君の人生、変えてあげる。 470
僕達はしばらくの間、つながったまま抱きしめあった。
「拓真様、お時間は、大丈夫ですか?」
陽菜さんが先に口を開いた。
「ええと、今何時くらいですか?」
「ちょっと見てきますね」
陽菜さんは液を滴らせながら立ち上がった。
…あれだけ激しい交わりの後にもかかわらず陽菜さんは軽やかな足取りで浴室から出て行く。
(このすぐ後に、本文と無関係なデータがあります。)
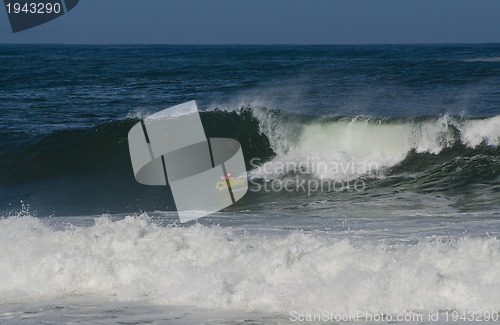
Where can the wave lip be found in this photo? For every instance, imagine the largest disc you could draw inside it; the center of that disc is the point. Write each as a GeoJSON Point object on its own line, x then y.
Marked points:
{"type": "Point", "coordinates": [368, 142]}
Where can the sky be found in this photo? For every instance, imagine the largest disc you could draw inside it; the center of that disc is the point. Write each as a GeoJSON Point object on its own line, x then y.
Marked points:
{"type": "Point", "coordinates": [267, 22]}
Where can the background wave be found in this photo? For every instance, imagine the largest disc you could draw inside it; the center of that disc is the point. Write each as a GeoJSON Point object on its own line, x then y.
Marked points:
{"type": "Point", "coordinates": [89, 170]}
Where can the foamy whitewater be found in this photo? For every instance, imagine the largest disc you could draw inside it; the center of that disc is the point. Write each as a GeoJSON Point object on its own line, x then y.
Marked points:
{"type": "Point", "coordinates": [374, 186]}
{"type": "Point", "coordinates": [134, 259]}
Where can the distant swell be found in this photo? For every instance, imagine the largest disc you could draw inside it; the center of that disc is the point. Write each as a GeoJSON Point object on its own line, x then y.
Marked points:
{"type": "Point", "coordinates": [88, 170]}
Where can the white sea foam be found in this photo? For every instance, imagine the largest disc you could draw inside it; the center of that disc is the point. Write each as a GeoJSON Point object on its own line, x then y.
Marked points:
{"type": "Point", "coordinates": [475, 132]}
{"type": "Point", "coordinates": [136, 260]}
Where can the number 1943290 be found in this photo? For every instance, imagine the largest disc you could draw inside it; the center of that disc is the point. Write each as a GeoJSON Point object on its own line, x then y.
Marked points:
{"type": "Point", "coordinates": [33, 8]}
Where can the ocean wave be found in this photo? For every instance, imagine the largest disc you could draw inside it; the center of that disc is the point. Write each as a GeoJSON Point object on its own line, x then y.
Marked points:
{"type": "Point", "coordinates": [94, 162]}
{"type": "Point", "coordinates": [134, 259]}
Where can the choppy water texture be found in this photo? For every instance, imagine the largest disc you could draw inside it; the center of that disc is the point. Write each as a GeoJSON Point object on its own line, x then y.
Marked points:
{"type": "Point", "coordinates": [82, 241]}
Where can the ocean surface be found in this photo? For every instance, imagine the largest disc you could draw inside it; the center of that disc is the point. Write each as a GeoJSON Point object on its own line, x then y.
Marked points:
{"type": "Point", "coordinates": [374, 186]}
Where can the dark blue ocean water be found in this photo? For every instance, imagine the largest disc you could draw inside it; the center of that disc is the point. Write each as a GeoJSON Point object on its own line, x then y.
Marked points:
{"type": "Point", "coordinates": [81, 240]}
{"type": "Point", "coordinates": [66, 110]}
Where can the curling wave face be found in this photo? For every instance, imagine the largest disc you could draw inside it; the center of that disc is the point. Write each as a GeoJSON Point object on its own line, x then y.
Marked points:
{"type": "Point", "coordinates": [134, 259]}
{"type": "Point", "coordinates": [60, 166]}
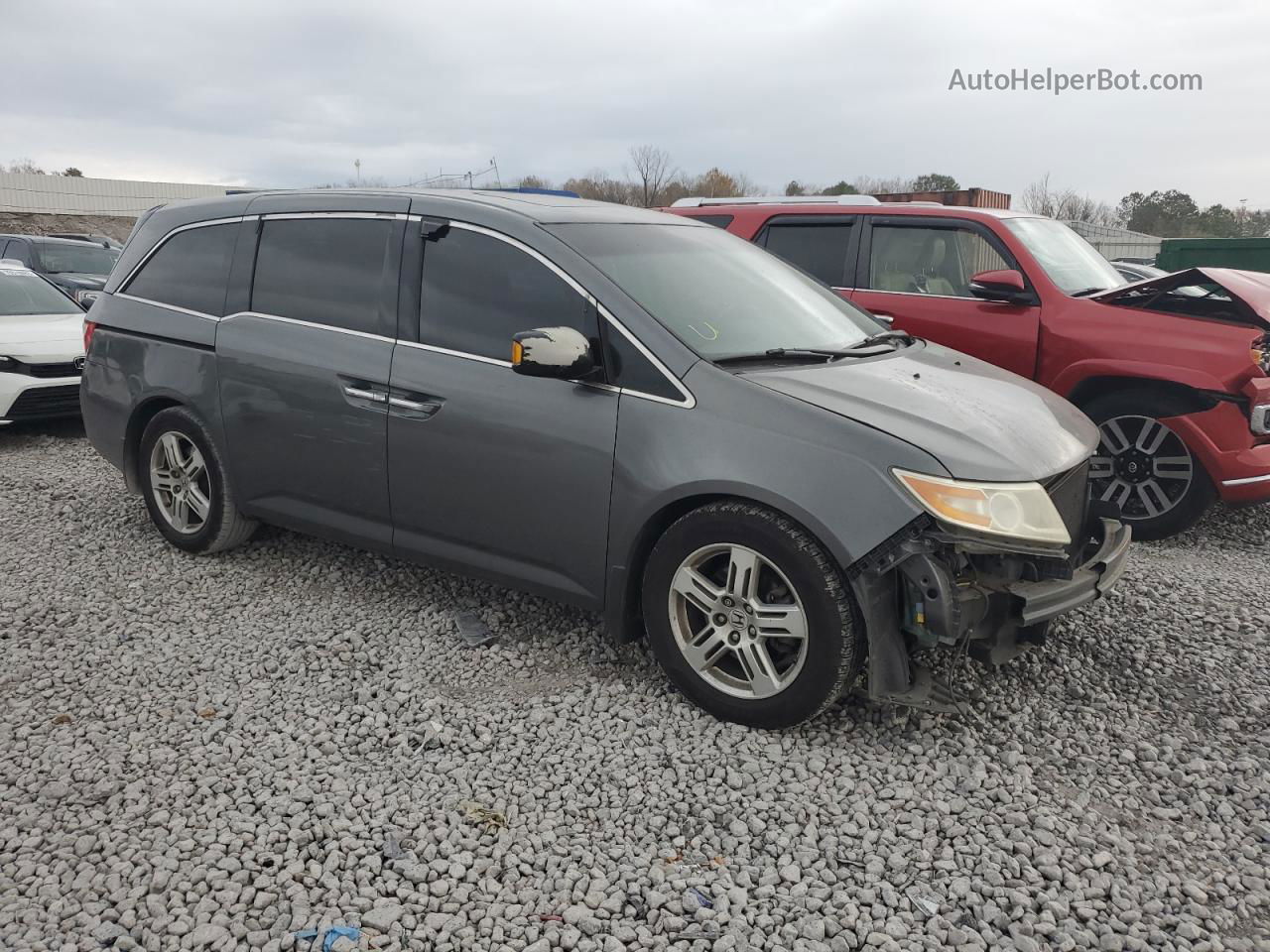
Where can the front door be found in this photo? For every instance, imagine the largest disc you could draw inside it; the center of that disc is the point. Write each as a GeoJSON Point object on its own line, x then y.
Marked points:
{"type": "Point", "coordinates": [492, 472]}
{"type": "Point", "coordinates": [916, 272]}
{"type": "Point", "coordinates": [304, 375]}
僕はその少し後に立ち上がって、脱衣所で汗とお湯を拭う。
「大丈夫でした」
陽菜さんが戻ってきた。限りなく裸に近い薄着で。
「今朝食の準備をしているところだと思いますよ」
「あ、ありがとうございます」
「せっかくだから、湯船浸かっていきますか?あ、でももう拭いちゃったから上がります?」
「いや、ちゃんと拭いたわけじゃないから、入っていこうかな」
陽菜さんもその極めて薄い着物を外した。
特に何も言わず、二人とも湯船に浸かる。
さっきまでものすごく濃厚なひと時を共に過ごしていたのだ。
陽菜さんもそうなのだろう、ちょっと視線を合わせづらかった。
「拓真様」
「……?」
「その、私は、よかった、ですか?」
「もちろん」
陽菜さんは僕を見てはにかんだ。
「ありがとう、ございます」
少しの間一緒に湯船に浸かったあと、陽菜さんと離れて僕はみんなとの朝食に行った。
「陽菜とずいぶん仲良くなったのかな?」
茉莉菜ちゃんが笑いながら言う。
テストの話も出てきて、だんだん頭がテストのモードになっていく。